Je n’ai pas de recette particulière pour la structure. J’écris, en général, au fil de l’inspiration. Au départ, j’ai une idée globale du récit, puis, je rédige non stop. Et c’est après le premier jet, que je retravaille mon manuscrit en réfléchissant à sa structure. Je coupe ici, j’étoffe là, et tout prend véritablement forme à ce stade. Pour le moment, je n’envisage pas de suite car je travaille sur deux autres projets. Mais j’ai écrit une fin ouverte, au cas où…

7/ Quels sont tes trucs pour combiner l’humour avec une intrigue policière? Est-ce difficile?

Ce n’est pas difficile car l’intrigue policière est burlesque, du coup, on reste dans le registre de la comédie.

8/ peux tu choisir un extrait et nous le présenter ici ?

« Depuis que je suis arrivée, il pleut. Ce climat joue comme un émollient sur mon inspiration.
Je n’ai jamais vu autant de flotte de ma vie. Et je ne parle pas de la mer.
Avec le bol que j’ai, le changement climatique aura transformé le climat de la Côte d’Azur en climat breton, au moment où je m’y installe. Au moins, en Bretagne, quand il pleut, c’est mélancolique.
La Côte d’Azur sous la pluie, un non-sens total, un peu comme une grasse matinée à New York, un film porno intello ou un journaliste sportif qui cite Nietzsche.
Je repense avec nostalgie aux bouchons sur le périph, où je comparais les motards à des chevaliers des temps modernes et attendais que l’un d’eux s’arrête pour m’enlever.
Ici, il n’y a pas de bouchon. Normal, il n’y a personne.
Moi, qui jouissais même dans les bouchons du périph, amoureuse du béton, shootée au CO2,
n’acceptant de quitter la rive droite que pour des ventes presse de créateurs rive gauche,
où les seules villes pour lesquelles j’aurais, à la rigueur, abandonné Paris, étaient Shanghai, voire New York,
dans quel état de désespoir ou d’alcoolémie avancée avais-je été pour accepter de déménager à Nulle-part-city,
station balnéaire dépeuplée de septembre à juin ? »

9/ Pourquoi as-tu choisi l’auto-édition pour ton roman ?

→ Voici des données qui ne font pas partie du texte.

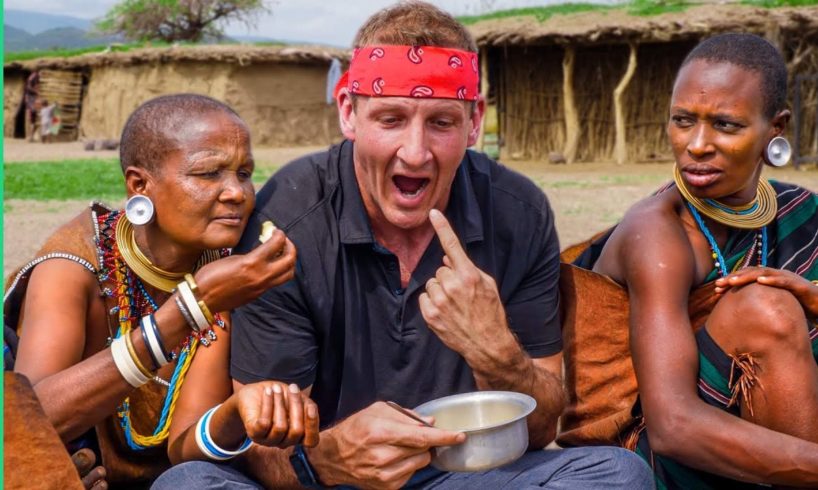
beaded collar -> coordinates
[92,211,230,451]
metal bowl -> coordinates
[415,391,537,471]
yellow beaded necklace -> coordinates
[673,165,778,230]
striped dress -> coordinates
[636,181,818,489]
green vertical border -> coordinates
[0,5,6,486]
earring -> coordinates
[764,136,792,167]
[125,194,153,226]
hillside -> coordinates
[3,9,92,34]
[3,24,121,53]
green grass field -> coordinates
[3,158,279,202]
[457,0,818,25]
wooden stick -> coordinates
[614,42,636,165]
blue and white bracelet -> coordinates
[196,403,253,461]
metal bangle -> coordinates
[122,332,153,379]
[174,296,199,331]
[177,281,210,332]
[139,317,162,371]
[111,337,150,388]
[142,314,170,367]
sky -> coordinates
[3,0,600,47]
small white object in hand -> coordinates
[258,221,276,243]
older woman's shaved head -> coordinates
[682,33,787,118]
[119,94,244,172]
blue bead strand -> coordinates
[687,203,727,277]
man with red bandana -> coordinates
[153,2,652,489]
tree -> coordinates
[97,0,269,43]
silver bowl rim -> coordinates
[413,391,537,434]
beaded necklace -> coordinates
[94,211,229,451]
[685,202,767,277]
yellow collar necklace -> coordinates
[673,165,778,230]
[116,213,220,293]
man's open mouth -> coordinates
[392,175,429,198]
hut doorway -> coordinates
[792,73,818,168]
[14,70,86,141]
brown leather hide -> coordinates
[4,204,170,488]
[557,264,718,446]
[3,371,85,490]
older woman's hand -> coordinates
[236,381,318,448]
[716,267,818,318]
[190,230,296,312]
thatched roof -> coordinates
[469,4,818,46]
[4,45,349,70]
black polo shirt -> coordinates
[230,141,562,425]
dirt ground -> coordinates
[3,139,818,277]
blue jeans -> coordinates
[151,447,654,490]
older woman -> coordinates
[580,34,818,488]
[5,94,317,482]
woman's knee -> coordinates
[707,284,807,353]
[151,461,262,490]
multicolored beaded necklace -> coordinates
[94,211,229,451]
[686,202,767,277]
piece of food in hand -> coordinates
[258,221,276,243]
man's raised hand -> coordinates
[419,209,511,364]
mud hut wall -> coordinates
[490,41,695,161]
[80,62,231,139]
[80,61,340,146]
[224,63,342,146]
[3,69,26,138]
[783,34,818,157]
[574,45,628,162]
[489,46,565,159]
[624,42,695,162]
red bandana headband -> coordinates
[335,46,480,100]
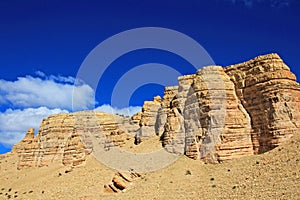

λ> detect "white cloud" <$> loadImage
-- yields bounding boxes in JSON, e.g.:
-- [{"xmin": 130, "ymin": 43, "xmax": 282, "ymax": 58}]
[
  {"xmin": 0, "ymin": 107, "xmax": 68, "ymax": 146},
  {"xmin": 0, "ymin": 74, "xmax": 94, "ymax": 110},
  {"xmin": 95, "ymin": 104, "xmax": 142, "ymax": 116}
]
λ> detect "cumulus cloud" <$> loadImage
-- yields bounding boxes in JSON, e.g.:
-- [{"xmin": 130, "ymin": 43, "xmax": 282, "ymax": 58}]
[
  {"xmin": 0, "ymin": 71, "xmax": 141, "ymax": 147},
  {"xmin": 95, "ymin": 104, "xmax": 142, "ymax": 116},
  {"xmin": 0, "ymin": 107, "xmax": 68, "ymax": 146},
  {"xmin": 0, "ymin": 71, "xmax": 94, "ymax": 110}
]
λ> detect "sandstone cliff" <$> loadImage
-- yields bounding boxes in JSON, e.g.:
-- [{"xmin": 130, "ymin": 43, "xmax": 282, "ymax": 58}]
[
  {"xmin": 134, "ymin": 54, "xmax": 300, "ymax": 162},
  {"xmin": 13, "ymin": 54, "xmax": 300, "ymax": 168}
]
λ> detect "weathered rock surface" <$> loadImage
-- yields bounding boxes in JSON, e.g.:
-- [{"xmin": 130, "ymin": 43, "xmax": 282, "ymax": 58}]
[
  {"xmin": 135, "ymin": 54, "xmax": 300, "ymax": 162},
  {"xmin": 225, "ymin": 54, "xmax": 300, "ymax": 153},
  {"xmin": 12, "ymin": 111, "xmax": 139, "ymax": 168},
  {"xmin": 13, "ymin": 54, "xmax": 300, "ymax": 166},
  {"xmin": 104, "ymin": 171, "xmax": 143, "ymax": 193}
]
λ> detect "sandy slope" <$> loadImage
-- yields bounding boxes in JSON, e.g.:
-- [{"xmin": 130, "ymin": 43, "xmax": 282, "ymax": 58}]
[{"xmin": 0, "ymin": 133, "xmax": 300, "ymax": 199}]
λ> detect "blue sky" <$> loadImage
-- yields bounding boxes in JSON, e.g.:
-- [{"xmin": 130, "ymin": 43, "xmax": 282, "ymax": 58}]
[{"xmin": 0, "ymin": 0, "xmax": 300, "ymax": 153}]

Une amie éditrice avait envisagé, sans certitude, de le publier. Quand elle a finalement renoncé, je n’avais pas envie de l’envoyer à d’autres éditeurs. C’est elle qui m’a soufflé l’idée de le publier en kindle sur Amazon. Je ne connaissais rien de cette démarche et j’ai tout découvert. L’idée m’a séduite essentiellement car j’allais pouvoir mettre rapidement en ligne mon roman, sans attendre de longs mois des réponses d’éditeurs.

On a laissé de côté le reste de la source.